The ballot-tracking system in use by San Juan County uses a bar code printed on each ballot. That bar code enables voters and elections officials to chart the ballot’s progress — when received, when tabulated. If a ballot is not accounted for, it can be addressed immediately.
Members of the local Green Party have sued San Juan County, alleging that the use of bar codes puts ballot secrecy at risk and violates state law. The Revised Code of Washington 29A.36.111 states, “No paper ballot or ballot card may be marked in any way that would permit the identification of the person who voted that ballot.”
As for the use of encrypted databases to further protect against linking a voter’s identity to his or her ballot … well, we all know technology is not fail-safe. Encryption makes linking voters and ballots further improbable, but again, not impossible.
King County is using a system that the local Greens have said they support: Tracking ballots by the outer envelope. With King County’s system, the voter can see when his or her ballot envelope was received, when the ballot envelope signature was approved, when the ballot envelope was sent for tabulation.

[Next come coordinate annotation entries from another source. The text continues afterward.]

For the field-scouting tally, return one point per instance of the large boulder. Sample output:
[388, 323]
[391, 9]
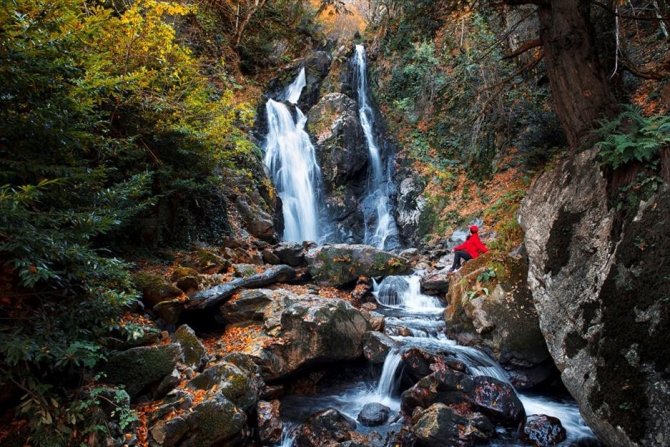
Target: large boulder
[311, 330]
[341, 264]
[599, 269]
[491, 307]
[139, 367]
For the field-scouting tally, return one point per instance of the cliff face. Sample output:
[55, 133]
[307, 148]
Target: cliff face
[600, 278]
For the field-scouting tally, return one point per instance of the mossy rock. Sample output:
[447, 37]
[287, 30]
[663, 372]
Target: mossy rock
[195, 354]
[155, 288]
[139, 367]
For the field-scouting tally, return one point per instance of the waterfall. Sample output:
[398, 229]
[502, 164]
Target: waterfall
[377, 210]
[291, 161]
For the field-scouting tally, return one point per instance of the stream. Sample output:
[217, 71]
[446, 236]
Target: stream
[408, 311]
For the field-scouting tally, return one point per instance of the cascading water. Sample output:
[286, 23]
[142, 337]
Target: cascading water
[291, 160]
[380, 226]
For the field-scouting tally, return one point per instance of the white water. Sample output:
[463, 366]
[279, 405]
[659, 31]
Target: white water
[383, 224]
[291, 160]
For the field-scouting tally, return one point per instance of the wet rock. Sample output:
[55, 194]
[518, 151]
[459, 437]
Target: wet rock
[374, 414]
[438, 426]
[599, 277]
[291, 253]
[231, 381]
[342, 264]
[503, 321]
[270, 426]
[313, 330]
[248, 305]
[435, 283]
[215, 421]
[497, 400]
[391, 290]
[139, 367]
[155, 288]
[325, 429]
[194, 352]
[448, 387]
[376, 346]
[542, 431]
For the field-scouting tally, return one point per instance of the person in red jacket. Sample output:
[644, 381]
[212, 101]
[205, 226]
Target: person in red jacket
[470, 249]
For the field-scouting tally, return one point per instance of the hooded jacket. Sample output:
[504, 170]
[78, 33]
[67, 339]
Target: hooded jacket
[472, 246]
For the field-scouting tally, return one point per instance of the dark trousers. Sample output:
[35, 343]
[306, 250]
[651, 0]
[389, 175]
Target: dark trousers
[464, 255]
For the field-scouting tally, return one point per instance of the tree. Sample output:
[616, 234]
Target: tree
[581, 92]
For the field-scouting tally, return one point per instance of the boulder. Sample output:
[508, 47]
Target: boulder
[236, 384]
[312, 330]
[491, 307]
[599, 270]
[374, 414]
[341, 264]
[291, 253]
[328, 428]
[435, 283]
[542, 431]
[140, 367]
[194, 352]
[247, 305]
[376, 346]
[270, 426]
[155, 288]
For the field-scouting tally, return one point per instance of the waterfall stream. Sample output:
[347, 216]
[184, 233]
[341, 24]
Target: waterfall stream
[409, 311]
[380, 226]
[291, 161]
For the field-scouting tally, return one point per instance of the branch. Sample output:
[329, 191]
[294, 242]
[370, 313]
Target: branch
[528, 45]
[657, 18]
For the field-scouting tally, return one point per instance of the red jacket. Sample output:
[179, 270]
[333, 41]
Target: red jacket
[472, 245]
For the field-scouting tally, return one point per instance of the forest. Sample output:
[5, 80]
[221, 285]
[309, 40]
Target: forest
[232, 222]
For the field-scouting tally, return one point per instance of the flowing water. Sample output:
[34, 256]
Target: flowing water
[380, 226]
[291, 161]
[419, 318]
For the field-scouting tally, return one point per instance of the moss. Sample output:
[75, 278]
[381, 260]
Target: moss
[560, 238]
[638, 283]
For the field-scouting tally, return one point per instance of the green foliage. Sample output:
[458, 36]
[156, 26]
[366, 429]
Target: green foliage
[486, 275]
[631, 136]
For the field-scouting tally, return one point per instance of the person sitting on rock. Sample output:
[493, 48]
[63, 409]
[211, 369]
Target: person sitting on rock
[470, 249]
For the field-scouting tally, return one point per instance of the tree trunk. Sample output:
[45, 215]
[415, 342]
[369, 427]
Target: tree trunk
[579, 86]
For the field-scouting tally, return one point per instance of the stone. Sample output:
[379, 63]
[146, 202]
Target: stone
[497, 400]
[270, 426]
[291, 253]
[194, 352]
[155, 288]
[247, 305]
[503, 322]
[324, 429]
[139, 367]
[312, 331]
[542, 431]
[598, 272]
[231, 381]
[215, 421]
[376, 347]
[435, 283]
[374, 414]
[341, 264]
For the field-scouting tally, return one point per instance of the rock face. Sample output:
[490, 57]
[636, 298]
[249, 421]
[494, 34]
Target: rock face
[342, 264]
[139, 367]
[502, 319]
[600, 283]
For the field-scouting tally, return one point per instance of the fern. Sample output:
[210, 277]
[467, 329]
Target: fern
[632, 136]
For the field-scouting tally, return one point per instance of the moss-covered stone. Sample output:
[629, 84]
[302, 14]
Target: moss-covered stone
[155, 288]
[139, 367]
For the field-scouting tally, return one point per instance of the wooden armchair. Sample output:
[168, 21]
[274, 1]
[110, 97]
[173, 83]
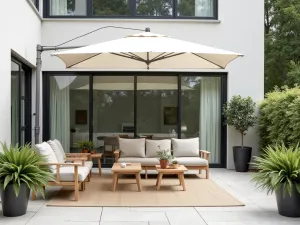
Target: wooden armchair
[69, 174]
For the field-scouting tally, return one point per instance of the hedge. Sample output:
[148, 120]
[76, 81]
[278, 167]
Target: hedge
[279, 117]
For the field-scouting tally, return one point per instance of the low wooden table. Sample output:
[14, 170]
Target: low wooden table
[133, 168]
[179, 171]
[97, 156]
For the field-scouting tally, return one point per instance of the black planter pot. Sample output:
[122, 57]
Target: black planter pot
[14, 206]
[241, 157]
[288, 205]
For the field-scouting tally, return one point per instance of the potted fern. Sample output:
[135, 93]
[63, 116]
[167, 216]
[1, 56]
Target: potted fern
[279, 171]
[19, 173]
[239, 113]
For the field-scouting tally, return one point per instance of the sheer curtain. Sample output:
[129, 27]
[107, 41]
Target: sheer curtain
[59, 7]
[204, 8]
[60, 114]
[210, 116]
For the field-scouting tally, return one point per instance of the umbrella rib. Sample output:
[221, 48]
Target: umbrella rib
[129, 57]
[208, 60]
[169, 55]
[84, 60]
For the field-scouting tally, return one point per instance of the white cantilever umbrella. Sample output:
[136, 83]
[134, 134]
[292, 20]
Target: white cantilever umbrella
[146, 51]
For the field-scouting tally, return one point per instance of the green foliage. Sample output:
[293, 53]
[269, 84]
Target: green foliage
[239, 113]
[279, 119]
[279, 165]
[164, 154]
[282, 30]
[86, 145]
[21, 165]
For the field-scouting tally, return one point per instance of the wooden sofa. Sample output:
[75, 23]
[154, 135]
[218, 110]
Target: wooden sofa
[196, 162]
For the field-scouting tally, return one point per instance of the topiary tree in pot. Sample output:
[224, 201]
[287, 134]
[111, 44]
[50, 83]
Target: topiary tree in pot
[239, 113]
[20, 172]
[279, 171]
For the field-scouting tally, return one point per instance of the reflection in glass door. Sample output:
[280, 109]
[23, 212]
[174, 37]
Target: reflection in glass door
[157, 106]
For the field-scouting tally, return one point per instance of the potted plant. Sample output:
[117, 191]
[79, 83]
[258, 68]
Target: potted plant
[19, 173]
[239, 113]
[175, 164]
[164, 156]
[279, 171]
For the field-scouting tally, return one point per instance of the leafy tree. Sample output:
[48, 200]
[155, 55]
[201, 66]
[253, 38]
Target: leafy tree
[282, 52]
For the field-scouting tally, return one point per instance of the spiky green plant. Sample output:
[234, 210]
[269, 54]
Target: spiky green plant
[279, 165]
[21, 165]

There are no identifying marks on the ballot. You can watch your ballot all the way to the box, just like the old days. (But you don’t get an “I Voted” sticker.)
King County Councilman Dow Constantine, who introduced the legislation establishing this ballot-tracker system, was quoted in the media as saying, “The right to cast a secret ballot is guaranteed to all citizens by our state Constitution. We must protect this right by ensuring that we accurately track the return of every voter’s sealed envelope, while preventing any chance that the ballot inside could be connected with a particular voter.”
At least two County Council members have expressed concern about bar codes on ballots. San Juan County should drop its ballot-tracking system until a better system is found, or at least adopt King County’s ballot-envelope tracking system.
Richard Walker, Editor, San Juan Journal.